I remember now, fondly, of those many night rides I had with him, accompanying him to go pick up mom after she closed from her shop. Often times he would stop on the way to have drinks with his friends at a pub and I can still recall the pride I used to feel as a young boy to sit amongst men feeling a sense of fraternity, which at that ahe though my mind was yet to fully conceptualize.
Dad was certainly a big influence in my life. I was even reported to have taken my first baby steps as response to a song from one of his plays, Obaluaye, a Yoruba opera which was recorded on vinyl record. We used to play it often because we all loved it so much. I was told that I loved the ‘Jengudu’ and would always jump with glee anytime I heard the track, which later inspired my first steps. Born a few weeks before his epic play Langbodo was to be staged at the 2nd Black Festival of Arts and Culture, FESTAC ’77, dad gave me the nickname, Imodoye, after one of the characters in Langbodo. I never got the chance to ask him why he deciede to nickname me after this particular character and guess I was because I eventually found out, as I grew older, that the name meant “Knowlede becomes wisdom”—a name I didn’t mind answering to in any way.
In spite of his often busy schedule, dad was close to everyone of his children and I spent an awful lot of time with him and he was also there for me during my teenage years. I grew from an inquisitive, mischievous little boy into a shy and reclusive teenager and dad often tries to get behind the walls I had erected and in the world in which I had shut myself.

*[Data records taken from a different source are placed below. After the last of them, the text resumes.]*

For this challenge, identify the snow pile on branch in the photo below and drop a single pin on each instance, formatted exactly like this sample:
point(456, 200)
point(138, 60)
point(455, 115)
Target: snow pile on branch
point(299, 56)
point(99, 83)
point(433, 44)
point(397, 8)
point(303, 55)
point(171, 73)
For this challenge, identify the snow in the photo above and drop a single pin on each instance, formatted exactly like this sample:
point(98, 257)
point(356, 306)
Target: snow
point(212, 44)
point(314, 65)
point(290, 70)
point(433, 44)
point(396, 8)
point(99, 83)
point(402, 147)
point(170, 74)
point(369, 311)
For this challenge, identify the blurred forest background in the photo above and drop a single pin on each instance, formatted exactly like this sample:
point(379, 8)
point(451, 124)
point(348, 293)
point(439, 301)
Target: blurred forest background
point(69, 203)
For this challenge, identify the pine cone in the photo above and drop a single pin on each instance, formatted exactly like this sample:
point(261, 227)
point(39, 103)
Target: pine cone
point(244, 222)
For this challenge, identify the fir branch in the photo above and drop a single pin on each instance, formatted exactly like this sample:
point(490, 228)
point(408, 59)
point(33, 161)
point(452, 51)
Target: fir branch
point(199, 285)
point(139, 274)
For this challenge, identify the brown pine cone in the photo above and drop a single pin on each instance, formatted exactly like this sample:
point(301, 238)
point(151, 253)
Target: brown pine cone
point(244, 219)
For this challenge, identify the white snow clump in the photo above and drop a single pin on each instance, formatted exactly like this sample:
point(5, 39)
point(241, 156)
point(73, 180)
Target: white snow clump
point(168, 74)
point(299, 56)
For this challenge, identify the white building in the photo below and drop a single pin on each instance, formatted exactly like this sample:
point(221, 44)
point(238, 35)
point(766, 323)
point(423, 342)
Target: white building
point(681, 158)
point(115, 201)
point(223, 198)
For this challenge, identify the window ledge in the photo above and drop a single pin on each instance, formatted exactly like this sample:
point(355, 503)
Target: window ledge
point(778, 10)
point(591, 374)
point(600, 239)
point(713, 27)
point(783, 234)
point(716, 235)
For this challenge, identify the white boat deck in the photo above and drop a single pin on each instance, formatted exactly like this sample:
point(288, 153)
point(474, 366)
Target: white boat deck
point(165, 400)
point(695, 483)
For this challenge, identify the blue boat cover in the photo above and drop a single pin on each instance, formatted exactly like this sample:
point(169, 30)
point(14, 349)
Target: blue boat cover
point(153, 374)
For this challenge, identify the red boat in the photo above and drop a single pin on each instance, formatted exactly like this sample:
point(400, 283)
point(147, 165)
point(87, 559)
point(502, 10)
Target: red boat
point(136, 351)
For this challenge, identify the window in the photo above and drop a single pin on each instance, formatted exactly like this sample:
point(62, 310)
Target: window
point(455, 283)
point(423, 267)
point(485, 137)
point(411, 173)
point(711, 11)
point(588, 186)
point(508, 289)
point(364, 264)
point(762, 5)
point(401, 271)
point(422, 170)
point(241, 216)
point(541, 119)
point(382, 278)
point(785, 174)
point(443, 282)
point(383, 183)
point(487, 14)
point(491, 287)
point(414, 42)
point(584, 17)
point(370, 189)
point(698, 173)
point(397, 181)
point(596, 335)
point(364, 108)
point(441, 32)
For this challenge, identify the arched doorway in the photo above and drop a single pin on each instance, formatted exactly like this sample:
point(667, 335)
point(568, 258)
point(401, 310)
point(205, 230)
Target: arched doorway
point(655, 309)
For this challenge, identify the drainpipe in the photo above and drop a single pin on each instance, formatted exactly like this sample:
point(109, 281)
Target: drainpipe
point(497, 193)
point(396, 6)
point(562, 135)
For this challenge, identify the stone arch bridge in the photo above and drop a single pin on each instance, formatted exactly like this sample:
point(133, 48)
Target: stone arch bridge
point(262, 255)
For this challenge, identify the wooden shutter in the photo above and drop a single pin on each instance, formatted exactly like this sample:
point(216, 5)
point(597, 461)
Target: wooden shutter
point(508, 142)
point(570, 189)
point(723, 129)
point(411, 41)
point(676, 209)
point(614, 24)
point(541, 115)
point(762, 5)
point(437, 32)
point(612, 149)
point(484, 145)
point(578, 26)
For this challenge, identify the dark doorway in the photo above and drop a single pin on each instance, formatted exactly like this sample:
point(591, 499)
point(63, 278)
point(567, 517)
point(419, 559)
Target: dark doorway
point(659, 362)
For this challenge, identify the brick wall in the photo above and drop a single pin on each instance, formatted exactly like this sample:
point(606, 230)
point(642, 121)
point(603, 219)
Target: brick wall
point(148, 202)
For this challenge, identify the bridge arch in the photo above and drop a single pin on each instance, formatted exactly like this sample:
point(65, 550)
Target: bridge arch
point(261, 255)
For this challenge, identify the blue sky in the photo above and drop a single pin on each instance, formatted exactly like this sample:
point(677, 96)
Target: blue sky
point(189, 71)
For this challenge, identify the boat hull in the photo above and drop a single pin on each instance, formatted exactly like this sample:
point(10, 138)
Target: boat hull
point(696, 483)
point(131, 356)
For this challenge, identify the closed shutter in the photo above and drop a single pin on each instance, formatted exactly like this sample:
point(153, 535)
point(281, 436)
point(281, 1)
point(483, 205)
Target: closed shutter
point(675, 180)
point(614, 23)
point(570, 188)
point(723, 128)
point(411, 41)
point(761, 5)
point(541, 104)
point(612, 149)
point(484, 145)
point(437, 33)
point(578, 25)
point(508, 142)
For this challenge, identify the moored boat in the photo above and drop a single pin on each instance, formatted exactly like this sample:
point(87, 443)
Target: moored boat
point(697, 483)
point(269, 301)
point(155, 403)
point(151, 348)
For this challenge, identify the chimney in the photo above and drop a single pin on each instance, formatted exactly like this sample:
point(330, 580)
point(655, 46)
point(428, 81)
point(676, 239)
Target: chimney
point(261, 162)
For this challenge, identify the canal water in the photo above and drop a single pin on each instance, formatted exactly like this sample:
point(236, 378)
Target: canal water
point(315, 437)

I felt he knew more about me than I weas comfortable with and this made me retreat more into my shell but he always knew how to get me talking, especially when it was just the two of us. One of such moment with dad, another that changed my life for the better, was one morning while he drove me to school. It was my first year in senior high school. He became a little worried about my taciturn and shy nature. I remember him asking me questions on how I related to my classmates, if I ever volunteered to participate in class lessons. The truth is that, at that time of my life, for some reasons, I had developed a phobia for expressing myself and calling attention to myself. Dad taught me not to be ashamed of who I was or be afraid to express myself and say what was on my mind. He taught me a great lesson that I cannot afford to be a by-stander in the world. That I had to get up and take charge. All these made me to make personal efforts to change and live my life realizing my potentials. I enrolled in the school’s drama club, I became more active in the Student Christian Fellowship and eventually got used to standing up in front of the crowd, same thing I now do to earn a living.
Now I sit down with some artists who had worked with my dad and listen to stories of their experiences with him. I became even more interesting when those folks talked about him in a few certain ways I didn’t quite know him. Wale Ogunyemi was no saint but never have I heard anybody say anything about him. He was loved, he was respected. I am often overwhelmed by emotions when I think, “Hey! That’s my dad they are talking about!” Most importantly, I am happy I showed him while I was alive, how much I appreciated him and how much I loved him. He was my hero. A legend to many but I am glad I called him dad.